11 Dec 2021

Creating a Routing Algorithm for Singapore's Public Transport

Oh dear, how ambitious was I?

Overview

So about 2 years ago, while thinking of a topic for my IB Computer Science project, I came up with a crazy idea to write a simplified Google Maps specifically for Singapore’s public transport system. This was shortly after I competed in the 2019 National Olympiad in Informatics in which I attained a Bronze award. I must’ve been high or something as I decided to try this insane seemingly impossible project as my final graded project. I coded a terribly unoptimized (but still relatively decent) version in Java, pulling off what I thought was entirely impossible.

After my exams, the inevitability of conscription to the Singapore army struck me and I decided that I wouldn’t let my brain rot in the military. Thus, my half drunk brain somehow found the motivation to redevelop the same project from scratch without the front end. I named the project SGRouter

Disclaimer: I assume you already have some knowledge on Dijkstra’s SSSP algorithm and a pretty good knowledge on coding to embark on reading this post which probably leads to insanity.

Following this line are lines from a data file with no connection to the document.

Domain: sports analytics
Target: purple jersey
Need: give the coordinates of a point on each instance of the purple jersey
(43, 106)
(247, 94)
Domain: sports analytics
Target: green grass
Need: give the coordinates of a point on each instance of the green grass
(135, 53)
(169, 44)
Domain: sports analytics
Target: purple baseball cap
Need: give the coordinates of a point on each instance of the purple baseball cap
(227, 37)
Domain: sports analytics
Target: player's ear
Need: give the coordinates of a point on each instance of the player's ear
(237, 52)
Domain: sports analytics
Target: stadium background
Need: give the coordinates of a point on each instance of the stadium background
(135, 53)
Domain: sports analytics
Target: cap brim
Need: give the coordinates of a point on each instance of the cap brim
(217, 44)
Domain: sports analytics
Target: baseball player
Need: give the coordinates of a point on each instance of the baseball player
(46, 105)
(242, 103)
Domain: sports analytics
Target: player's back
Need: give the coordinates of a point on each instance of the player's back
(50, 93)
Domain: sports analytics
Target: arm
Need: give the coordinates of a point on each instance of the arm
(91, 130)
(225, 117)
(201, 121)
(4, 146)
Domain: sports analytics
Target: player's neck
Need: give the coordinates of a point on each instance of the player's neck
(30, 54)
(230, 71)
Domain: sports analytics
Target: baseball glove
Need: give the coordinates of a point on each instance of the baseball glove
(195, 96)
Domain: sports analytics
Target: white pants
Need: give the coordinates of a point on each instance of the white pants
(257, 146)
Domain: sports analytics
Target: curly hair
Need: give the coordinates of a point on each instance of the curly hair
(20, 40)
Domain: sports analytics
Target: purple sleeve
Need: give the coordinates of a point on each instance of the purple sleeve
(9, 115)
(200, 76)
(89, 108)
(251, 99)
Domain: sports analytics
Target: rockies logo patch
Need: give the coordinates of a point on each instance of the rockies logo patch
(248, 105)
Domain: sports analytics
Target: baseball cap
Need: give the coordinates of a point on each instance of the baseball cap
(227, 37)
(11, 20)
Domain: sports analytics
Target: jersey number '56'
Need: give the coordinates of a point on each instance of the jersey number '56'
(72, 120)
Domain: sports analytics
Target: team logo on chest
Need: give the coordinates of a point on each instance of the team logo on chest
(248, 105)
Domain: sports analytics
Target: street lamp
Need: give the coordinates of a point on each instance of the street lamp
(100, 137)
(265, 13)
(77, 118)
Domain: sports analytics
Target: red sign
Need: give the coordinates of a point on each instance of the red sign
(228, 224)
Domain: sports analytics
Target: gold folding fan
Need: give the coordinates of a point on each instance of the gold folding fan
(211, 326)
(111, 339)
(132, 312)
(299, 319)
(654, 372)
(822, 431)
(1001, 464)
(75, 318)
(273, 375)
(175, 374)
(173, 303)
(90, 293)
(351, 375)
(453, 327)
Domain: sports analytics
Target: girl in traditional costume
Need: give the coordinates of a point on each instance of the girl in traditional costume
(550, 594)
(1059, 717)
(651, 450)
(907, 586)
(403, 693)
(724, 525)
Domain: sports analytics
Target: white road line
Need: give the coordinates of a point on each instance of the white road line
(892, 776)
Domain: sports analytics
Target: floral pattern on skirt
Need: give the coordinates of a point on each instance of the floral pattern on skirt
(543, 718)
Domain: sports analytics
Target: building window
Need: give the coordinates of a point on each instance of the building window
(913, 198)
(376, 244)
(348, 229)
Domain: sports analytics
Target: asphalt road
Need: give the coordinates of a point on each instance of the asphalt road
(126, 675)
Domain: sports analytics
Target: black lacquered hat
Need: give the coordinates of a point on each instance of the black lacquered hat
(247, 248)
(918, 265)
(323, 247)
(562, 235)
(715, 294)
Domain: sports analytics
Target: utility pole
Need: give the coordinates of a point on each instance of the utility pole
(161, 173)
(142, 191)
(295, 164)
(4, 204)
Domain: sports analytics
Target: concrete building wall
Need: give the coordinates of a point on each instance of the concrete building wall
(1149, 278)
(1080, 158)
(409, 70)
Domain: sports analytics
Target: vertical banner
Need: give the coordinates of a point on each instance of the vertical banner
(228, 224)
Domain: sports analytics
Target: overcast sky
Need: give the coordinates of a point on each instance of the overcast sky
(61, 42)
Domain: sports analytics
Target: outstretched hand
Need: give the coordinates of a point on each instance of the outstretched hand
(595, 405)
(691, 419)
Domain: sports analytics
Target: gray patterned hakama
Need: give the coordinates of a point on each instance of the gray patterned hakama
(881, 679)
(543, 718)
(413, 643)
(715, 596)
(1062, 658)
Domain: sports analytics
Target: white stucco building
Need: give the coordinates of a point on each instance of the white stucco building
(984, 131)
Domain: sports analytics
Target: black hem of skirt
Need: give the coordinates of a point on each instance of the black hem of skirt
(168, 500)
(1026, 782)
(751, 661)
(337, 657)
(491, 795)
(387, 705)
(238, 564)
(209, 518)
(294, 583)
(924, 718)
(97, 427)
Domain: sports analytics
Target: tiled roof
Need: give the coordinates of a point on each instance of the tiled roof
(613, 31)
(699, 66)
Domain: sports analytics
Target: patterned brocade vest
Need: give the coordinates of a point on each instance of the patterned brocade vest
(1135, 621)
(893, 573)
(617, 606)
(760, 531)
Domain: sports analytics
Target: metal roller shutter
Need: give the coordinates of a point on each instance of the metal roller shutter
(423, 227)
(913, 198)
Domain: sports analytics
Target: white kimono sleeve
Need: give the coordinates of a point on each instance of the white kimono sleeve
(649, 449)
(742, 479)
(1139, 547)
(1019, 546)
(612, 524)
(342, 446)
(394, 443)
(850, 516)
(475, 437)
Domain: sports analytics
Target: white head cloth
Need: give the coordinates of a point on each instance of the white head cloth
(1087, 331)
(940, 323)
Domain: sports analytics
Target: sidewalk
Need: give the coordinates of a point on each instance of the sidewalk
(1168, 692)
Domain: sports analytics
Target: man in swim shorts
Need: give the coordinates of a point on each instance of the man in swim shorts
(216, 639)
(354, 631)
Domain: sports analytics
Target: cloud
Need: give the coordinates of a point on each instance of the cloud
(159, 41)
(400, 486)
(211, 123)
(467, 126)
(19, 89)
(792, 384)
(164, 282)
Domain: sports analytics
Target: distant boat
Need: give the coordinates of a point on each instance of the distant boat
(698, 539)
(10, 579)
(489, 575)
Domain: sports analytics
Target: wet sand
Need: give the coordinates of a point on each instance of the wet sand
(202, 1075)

A lot of the same content and more info can be found in the GitHub Wiki. The Wiki also contains how I combined data to create the graph in the form of a SQLite Database.

Background

Initially, I converted my C++ Dijkstra template to Java. This template was adapted from a GeeksForGeeks post which implemented using STL PriorityQueue.

#define INF 1e9                  //Infinity
const int sz = 100001;           //Maximum possible number of vertices
vector<pair<int, int>> a[sz];    //Adjacency list
uint64_t dis[sz];                //Stores shortest distance
bool vis[sz] = {0};              //Determines whether the node has been visited or not
void Dijkstra(int source, int n) //Algorithm for SSSP (Source, Num vertices)
{
  for (int i = 0; i < n; i++)
  { //Set initial distances to Infinity
    dis[i] = INF;
    vis[i] = false;
  }
  //Comparator for priority queue
  class prioritize
  {
  public:
    bool operator()(pair<int, uint64_t> &p1, pair<int, uint64_t> &p2)
    {
      return p1.second > p2.second;
    }
  };
  //Priority queue to store vertex,weight pairs
  priority_queue<pair<int, uint64_t>, vector<pair<int, uint64_t>>, prioritize> pq;
  //Pushing the source with distance from itself as 0
  pq.push(make_pair(source, dis[source] = 0));
  while (!pq.empty())
  {
    pair<int, uint64_t> curr = pq.top(); //Current vertex
    pq.pop();
    int cv = curr.first;
    uint64_t cw = curr.second; //'cw' the final dist for vertex
    if (vis[cv])               //If vertex visited, continue
      continue;
    vis[cv] = true;
    //cout << "Adjacent List Size: " << a[cv].size() << endl;
    //Iterating through all adjacent vertices
    for (int i = 0; i < a[cv].size(); i++)
    {
      //If not visited & distance to node through parent < actl distance,
      //Update node
      if (!vis[a[cv][i].first] && a[cv][i].second + cw < dis[a[cv][i].first])
      {
        //Set the new distance and add to priority queue
        pq.push(make_pair(a[cv][i].first, (dis[a[cv][i].first] = a[cv][i].second + cw)));
        //cout << "Set " << a[cv][i].first << " as " << a[cv][i].second+cw << endl;
      }
    }
  }
}

Differences in Problems

The major difference is the fact that it is a K-Shortest path problem. However, there are other variables that need to be considered:

Each node can only be identified by an ID (5-digit numbers for bus stops and 4-digit alphanumeric codes for train stations)
Adjacency list is stored in SQLite database
Different services have to be accounted for

Changes to Dijkstra’s SSSP Algorithm

Due to the above restrictions, the following modifications were made

Adjacency List

Adjacency lists were retrieved using an SQL statement:

SELECT * FROM edge WHERE src=current_node AND service<>previous_service

Visited

The visited array was changed into a HashMap<String,VisitedState>

The VisitedState class stores: int walks, HashSet<String> services. walks counts the number of times “walking” is used to pass through that node, while services ensures each service only passes through the node once. Using a helper bool visited() method, a node is considered visited when:

The sum of distinct public transit services and number of times walked >= 3
The non-walking service passing has already visited the node and, thus, is already added to the services set

End Condition

Since the Dijkstra algorithm explores the shortest path, once the current node is the destination node, the loop may terminate, adding a new route. Once this occurs K=3 times (or if the priority queue is empty), the entire algorithm may return.

K-Shortest and States

As detailed in the K-Shortest pseudo-code on Wikipedia, the entire path of nodes should be stored in the state which is stored in the priority queue. Thus, the priority queue stores instances of the RouteState class which has the following parameters.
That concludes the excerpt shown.